Dok.Net
Judul Film : Chhichhore
Pemeran : Sushant Singh Rajput (Anni), Shradda
Kapoor (Maya), Varun Sharma (Sexa), Thahir Raj Bhasin (Derek), Naveen Polishety
(Acid), Tushar Pandey (Mummy), Sharsh Kumar Sukla (Bevda), Mohammad Samad
(Raghav), Prateik Babbar (Raggie)
Genre : Komedi, Drama
Durasi : 2 jam 23 menit
Sutradara : Nitesh Tiwari
Produser : Sajid Nadiadwala
Tanggal Rilis : 6 September 2019
“Nak, hasil ujianmu tidak menentukan kamu
pecundang atau bukan. Yang pasti seberapa besar usahamu. Dan kau sudah berusaha
semampumu, benar?” Anniputh Pathak
JOURNALISTMAGANG – Raghay begitu gugup dengan hasil pengumuman penerimaan
dari kampus. Ia menelepon dua sahabatnya untuk menenangkan diri. Namun, seperti
malam-malam sebelumnya, kecemasan yang sama selalu menyelimuti. Sepulangnya dari
kantor, Anni langsung menyuruh pembantu untuk membuatkan makan malam untuk
Raghav. Anni, ayahanda Raghav memberikan semangat kepada anaknya untuk tidak
cemas. Kecemasan itu malah akan membuat Anni menjadi sedih.
Hari
pengumuman pun tiba. Sahabat Raghav melihat hasil pengumuman. “Better Luck Next Time”, terpampang
dengan jelas di layar laptop. Dengan ketegangan yang begitu menggebu-gebu, Raghav
memasukkan nomor pendafaran dan passwordnya. Kalimat yang sama terpampang di
laptop. Kini kecemasannya benar-benar nyata. Ia menganggap dirinya sendiri
pecundang. Ayahnya duduk di peringkat ratusan se-India, begitupun ibunya. Kini Raghav
bahkan tidak diterima di kampus favorit yang diduduki ayah dan ibunya dulu.
Ia
merasa begitu malu. Berat hati akan menerima sebutan ‘Pecundang’ sepanjang
hidupnya. Ketika itu, posisinya tepat di sisi balkon. Sedangkan sahabatnya-tepat
berada di kusen pintu-terus memberikan semangat bahwa hal yang ia pikirkan tidak
akan terjadi. Sudah kepalang tanggung, ia terus membenarkan asumsinya; bahwa
orang-orang akan memanggilnya looser,
ia akan menanggung malu sepanjang hidup, dan ia tidak mampu menyamai kedua
orang tua. Raghav memilih jalan pintas, terjun bebas dari balkon.
Campur
aduk. Begitu perasaan dan pikiran setelah aku menonton film Bollywod ini. Ironi
dan kenyataan yang kita rasakan soal pendafataran kuliah, benar-benar
digambarkan dengan jelas. Kenyataannya, di tingkat 12 kita ‘mati-matian’

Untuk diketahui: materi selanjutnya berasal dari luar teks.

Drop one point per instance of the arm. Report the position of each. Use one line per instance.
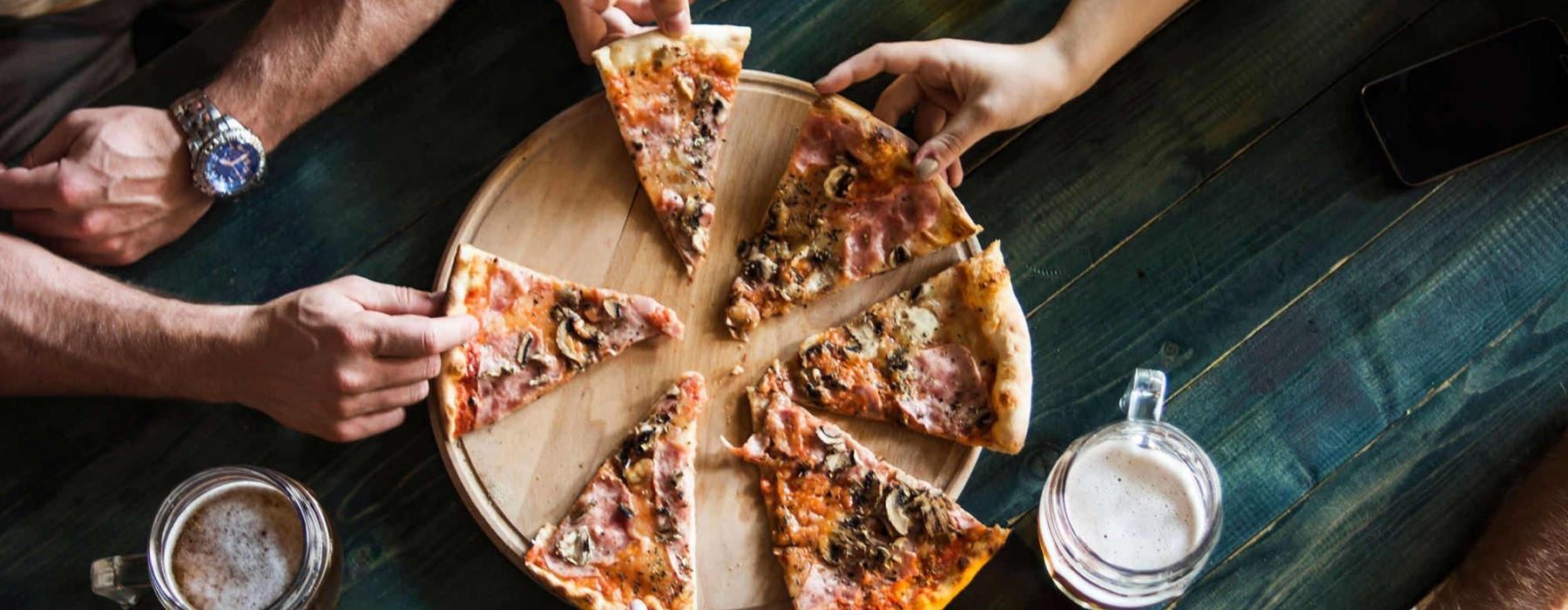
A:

berjuang untuk dua hal, dan keduanya merupakan kelulusan. Yang satu kelulusan
untuk keluar, satunya lagi kelulusan untuk masuk. Lupakan soal kelulusan dari
SMA/sederajat, karena pemerintah kini sudah mengahapuskan Ujian Nasional dan
memberikan tanggung jawab kepada sekolah.
Kelulusan
untuk masuk kampus; favorit maupun tidak, selalu saja membutuhkan usaha yang
lebih. Kita harus mengikuti Bimbingan Belajar (Bimbel) yang bayarannya waww, alih-alih jaminan uang kembali jika
tidak lulus. Waktu liburan, santai, jadwal bermain game bersama teman menjadi pertaruhan. Acap kali urusan bimbel
diatas segalanya. Tidak hanya bimbel yang diikuti secara mandiri, sekolah pun
membuat bimbel untuk mempermudah menjawab soal ketika ujian akhir dibarengi
dengan persiapan masuk kampus.
Ditengah-tengah
kenyataan yang kita jalani, disini pula sebuah sistem ironi dimulai. Dengan kekecewaan
yang besar Raghav memaki dirinya bahwa ia telah banyak mengorbanan waktu untuk
menyiapkan masuk kampus, namun tidak lulus. Sedangkan teman kelasnya yang
malas, malah sering bermain, dialah yang diterima di kampus. Agaknya aku
mengalami pengalaman yang sama dengan Raghav, setidaknya kita semua. Kita mengerahkan
usaha maksimal untuk lulus di kampus yang kita inginkan, sedangkan orang lain
yang tidak melakukan demikian mendapatkan hal itu.
Raghav
mengalami pendarahan dan pembekakan di bagian otak. Ia tak sadarkan diri. Anni
berusaha melakukan yang terbaik, meski ditentang Maya-mantan istrinya. Anni mengalami
bagaimana ia dulu disebut pecundang bersama teman-teman lainnya di H4, asrama
kampusnya. Tanpa sengaja ia ingat sesuatu, dan memutuskan untuk bercerita
kepada anaknya bagaimana ia berjuang melepaskan julukan “Loosers”. Reuni konyol pun terjadi. Sexa, Derek, Acid, Mummy, dan
Bevda memutuskan libur sementara dari pekerjaan dan memberikan semangat kepada
Raghav untuk bertahan hidup.
Chhichhore
memberikan sebuah pandangan bahwa tidak lulus di kampus bukan akhir dari hidup.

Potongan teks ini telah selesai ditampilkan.